Douglas W. Roberston

July 2002

Gaines Robertson
Company H, 3rd Kentucky Mounted Infantry

In 1860 my great-great grandfather, Gaines Robertson, was 24 years old and a farmer living in Weakly County, Tennessee. On the 1860 Census he had two children listed, and one of those listed became my great grandfather. (The other children listed are relatives of his wife living with them.) In the next four years he had two more children that are picked up on the 1870 Census. He was killed in 1864. His absence is ominous on the 1870 Census, because only his wife Mary along with six dependents is listed.

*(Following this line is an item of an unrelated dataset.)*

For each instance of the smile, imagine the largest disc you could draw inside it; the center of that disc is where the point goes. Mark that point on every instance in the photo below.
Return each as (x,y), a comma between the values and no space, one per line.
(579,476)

Gaines Robertson enlisted as a private in Company H, 3rd Kentucky Mounted Infantry, on April 1, 1864 at Murray, Kentucky. The handouts show his name on the rolls of the 3rd Calvary and that he got paid on March 1, 1864. The next pay sheet shows that he was absent without pay on May 1. As often happened then, he had gone home to check on his family. The story of what happened next has been handed down generation to generation through my family.

A group of guerrillas sympathetic to the North, Quantrill’s guerrillas in their run through Kentucky according to the story, arrived at my grandfather’s farmhouse. His wife Mary said that he was not home. But the guerrillas found his horse in the barn still warm from the ride. Knowing he was there, they searched until they found him hiding in a small cellar under the house. They got him out of the cellar and killed him.

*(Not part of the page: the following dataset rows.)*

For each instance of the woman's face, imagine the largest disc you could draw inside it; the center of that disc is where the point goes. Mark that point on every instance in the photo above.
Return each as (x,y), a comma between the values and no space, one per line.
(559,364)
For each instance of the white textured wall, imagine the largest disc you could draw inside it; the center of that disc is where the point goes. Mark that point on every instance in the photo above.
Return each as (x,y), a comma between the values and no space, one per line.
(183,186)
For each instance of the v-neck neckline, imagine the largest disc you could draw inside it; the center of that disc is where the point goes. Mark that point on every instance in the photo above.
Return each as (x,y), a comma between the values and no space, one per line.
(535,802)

As a footnote, Gaines Robertson’s son, my great grandfather, also met a tragic death. In the late 18th century there existed the threat of hoodlum farmers going up river and cutting the levy to release a flooding river and thereby removing or easing the threat of flood downstream. My great grandfather was guarding the levy on the Arkansas River near Kelso, Arkansas and was shot in the back of the head by men who came to cut the levy.